Uma vez empossado e no curso do governo, ele tem acenado com propostas economicamente heréticas ao olhar dos intelectuais orgânicos do neoliberalismo endêmico e dos olhos curiosos dos especuladores de Wall Street.
Numa atitude Keynesiana e diante da pandemia da covid 19, liberou 2 trilhões de dólares, o equivalente a 11,2 trilhões de reais, ambos com T de touro para vacinar toda população no menor espaço de tempo e para recuperar a economia afetada pela crise sanitária, distribuindo cheques de US$1.400, equivalente a R$7.850,00.
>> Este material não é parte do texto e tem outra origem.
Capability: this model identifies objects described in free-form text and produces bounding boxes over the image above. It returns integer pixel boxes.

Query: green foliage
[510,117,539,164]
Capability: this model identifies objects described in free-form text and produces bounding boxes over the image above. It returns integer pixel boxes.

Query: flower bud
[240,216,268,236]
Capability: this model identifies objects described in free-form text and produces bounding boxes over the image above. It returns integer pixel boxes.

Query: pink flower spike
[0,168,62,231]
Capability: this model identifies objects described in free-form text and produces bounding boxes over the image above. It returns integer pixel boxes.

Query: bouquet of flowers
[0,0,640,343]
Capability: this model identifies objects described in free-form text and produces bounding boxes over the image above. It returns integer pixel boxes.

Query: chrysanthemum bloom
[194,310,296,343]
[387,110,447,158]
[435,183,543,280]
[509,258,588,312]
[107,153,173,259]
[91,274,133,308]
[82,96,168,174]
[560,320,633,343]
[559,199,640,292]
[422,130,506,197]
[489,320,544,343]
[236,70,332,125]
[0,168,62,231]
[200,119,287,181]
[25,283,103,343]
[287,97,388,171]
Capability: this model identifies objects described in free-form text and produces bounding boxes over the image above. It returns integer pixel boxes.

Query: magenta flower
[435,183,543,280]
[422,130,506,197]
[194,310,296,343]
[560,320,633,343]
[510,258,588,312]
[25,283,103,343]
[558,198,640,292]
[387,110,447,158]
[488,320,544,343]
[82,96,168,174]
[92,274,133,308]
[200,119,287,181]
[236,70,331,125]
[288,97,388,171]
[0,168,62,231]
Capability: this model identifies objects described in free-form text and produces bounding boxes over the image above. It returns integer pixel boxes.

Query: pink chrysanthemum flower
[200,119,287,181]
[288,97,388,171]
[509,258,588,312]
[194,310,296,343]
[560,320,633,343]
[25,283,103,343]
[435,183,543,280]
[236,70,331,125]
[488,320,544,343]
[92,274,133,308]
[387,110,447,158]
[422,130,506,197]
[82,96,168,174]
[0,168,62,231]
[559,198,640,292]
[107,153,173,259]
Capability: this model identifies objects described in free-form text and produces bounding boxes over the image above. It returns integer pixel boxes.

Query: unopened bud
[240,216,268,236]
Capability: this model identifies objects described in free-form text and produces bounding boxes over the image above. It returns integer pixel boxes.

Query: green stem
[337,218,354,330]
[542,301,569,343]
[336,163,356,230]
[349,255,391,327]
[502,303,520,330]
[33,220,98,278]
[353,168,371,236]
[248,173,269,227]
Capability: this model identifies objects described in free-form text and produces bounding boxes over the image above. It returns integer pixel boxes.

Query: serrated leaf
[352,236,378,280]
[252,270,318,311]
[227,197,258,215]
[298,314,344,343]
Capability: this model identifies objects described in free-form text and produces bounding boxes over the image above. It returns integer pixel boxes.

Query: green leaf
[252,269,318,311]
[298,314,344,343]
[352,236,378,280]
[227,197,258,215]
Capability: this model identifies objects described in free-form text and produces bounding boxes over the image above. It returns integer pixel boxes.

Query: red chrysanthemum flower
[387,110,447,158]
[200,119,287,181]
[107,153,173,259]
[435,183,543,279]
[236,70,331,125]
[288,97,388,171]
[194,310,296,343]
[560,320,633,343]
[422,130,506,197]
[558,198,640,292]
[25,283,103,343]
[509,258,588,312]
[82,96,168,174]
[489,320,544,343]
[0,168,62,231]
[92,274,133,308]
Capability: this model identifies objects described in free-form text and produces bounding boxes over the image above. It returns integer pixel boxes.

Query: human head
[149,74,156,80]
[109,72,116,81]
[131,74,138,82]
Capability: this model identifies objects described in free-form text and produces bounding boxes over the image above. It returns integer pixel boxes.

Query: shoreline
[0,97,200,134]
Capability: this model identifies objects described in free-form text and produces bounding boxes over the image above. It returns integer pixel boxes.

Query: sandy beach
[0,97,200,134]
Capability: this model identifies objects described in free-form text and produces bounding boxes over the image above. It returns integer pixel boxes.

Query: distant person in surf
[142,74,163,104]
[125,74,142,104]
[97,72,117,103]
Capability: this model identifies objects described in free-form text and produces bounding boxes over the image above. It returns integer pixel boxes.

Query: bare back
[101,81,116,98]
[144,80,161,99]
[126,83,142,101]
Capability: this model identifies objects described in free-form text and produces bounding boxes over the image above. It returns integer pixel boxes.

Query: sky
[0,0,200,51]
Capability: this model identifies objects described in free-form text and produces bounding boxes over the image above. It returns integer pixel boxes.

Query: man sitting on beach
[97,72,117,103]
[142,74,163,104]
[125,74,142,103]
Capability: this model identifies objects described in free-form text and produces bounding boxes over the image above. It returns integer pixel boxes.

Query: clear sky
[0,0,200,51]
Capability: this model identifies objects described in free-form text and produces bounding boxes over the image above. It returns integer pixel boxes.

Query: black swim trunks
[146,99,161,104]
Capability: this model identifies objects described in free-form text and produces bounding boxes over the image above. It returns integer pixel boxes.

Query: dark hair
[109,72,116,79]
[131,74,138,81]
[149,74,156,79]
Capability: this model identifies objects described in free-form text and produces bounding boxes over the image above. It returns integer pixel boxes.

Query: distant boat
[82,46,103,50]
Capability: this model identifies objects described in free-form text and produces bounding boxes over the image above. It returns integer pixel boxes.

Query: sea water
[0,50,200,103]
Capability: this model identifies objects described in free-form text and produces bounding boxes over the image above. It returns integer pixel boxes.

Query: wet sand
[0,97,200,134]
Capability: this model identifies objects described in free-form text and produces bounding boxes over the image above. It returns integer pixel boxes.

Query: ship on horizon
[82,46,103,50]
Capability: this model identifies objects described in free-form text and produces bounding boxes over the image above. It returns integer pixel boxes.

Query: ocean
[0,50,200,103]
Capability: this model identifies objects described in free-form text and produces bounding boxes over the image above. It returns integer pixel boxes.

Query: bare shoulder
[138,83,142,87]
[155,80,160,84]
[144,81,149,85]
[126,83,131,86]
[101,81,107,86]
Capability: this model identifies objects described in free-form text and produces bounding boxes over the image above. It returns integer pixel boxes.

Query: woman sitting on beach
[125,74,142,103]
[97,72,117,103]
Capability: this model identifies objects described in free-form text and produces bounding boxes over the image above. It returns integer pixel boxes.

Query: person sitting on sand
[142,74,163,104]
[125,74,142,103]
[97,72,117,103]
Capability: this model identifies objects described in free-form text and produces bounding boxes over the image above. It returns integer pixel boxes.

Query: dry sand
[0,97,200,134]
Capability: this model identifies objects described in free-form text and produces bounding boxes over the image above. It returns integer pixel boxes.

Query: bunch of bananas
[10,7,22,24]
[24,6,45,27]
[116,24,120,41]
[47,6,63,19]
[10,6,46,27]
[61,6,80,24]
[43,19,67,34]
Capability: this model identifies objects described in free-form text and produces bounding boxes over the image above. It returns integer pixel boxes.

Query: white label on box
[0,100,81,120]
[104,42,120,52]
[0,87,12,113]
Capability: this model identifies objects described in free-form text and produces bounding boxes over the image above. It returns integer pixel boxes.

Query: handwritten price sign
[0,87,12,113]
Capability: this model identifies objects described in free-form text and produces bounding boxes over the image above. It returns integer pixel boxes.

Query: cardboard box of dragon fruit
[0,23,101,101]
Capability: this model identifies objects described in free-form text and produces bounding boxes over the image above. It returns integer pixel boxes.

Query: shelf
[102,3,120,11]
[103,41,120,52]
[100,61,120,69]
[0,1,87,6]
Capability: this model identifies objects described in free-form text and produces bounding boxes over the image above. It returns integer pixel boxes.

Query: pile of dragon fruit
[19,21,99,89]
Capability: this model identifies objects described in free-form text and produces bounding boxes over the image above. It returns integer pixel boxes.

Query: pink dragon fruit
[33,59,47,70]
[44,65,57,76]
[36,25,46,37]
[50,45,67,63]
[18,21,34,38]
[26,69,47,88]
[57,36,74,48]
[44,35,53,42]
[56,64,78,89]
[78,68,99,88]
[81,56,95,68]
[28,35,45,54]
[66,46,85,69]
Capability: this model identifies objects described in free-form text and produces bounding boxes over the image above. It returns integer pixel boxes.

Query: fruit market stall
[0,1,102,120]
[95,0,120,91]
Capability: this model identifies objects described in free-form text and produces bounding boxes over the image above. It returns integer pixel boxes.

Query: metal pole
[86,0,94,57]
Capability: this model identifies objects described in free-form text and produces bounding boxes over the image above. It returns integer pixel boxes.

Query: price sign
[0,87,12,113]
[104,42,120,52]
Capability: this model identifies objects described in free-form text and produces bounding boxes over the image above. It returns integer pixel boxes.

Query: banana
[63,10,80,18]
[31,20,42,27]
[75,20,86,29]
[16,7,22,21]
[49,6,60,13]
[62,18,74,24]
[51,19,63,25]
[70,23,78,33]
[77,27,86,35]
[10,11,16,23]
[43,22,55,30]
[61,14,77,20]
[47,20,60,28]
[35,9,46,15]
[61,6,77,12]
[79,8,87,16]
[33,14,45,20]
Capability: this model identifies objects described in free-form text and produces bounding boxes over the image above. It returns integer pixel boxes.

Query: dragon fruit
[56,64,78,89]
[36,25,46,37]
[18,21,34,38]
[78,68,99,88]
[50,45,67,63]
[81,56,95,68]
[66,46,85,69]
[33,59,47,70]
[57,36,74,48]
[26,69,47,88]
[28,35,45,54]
Essa atitude corajosa, além de assombrar o olimpo capitalista e não somente Wall Street, se constitui num sacrilégio na ótica dos fundamentalistas liberais, além de caracterizar um péssimo exemplo.
Essa atitude do presidente da república dos USA, a catedral do capitalismo mundial, é emblemática menos pelo volume de recursos liberados e muito mais pela perspectiva de um indicio de reviravolta em mais uma transfiguração do capital ferido, em busca de sobrevivência.
Estaria ele apontando, eu não diria para o fim do capitalismo, mas para o esvaziamento da panaceia chamada neoliberalismo? Aguardemos!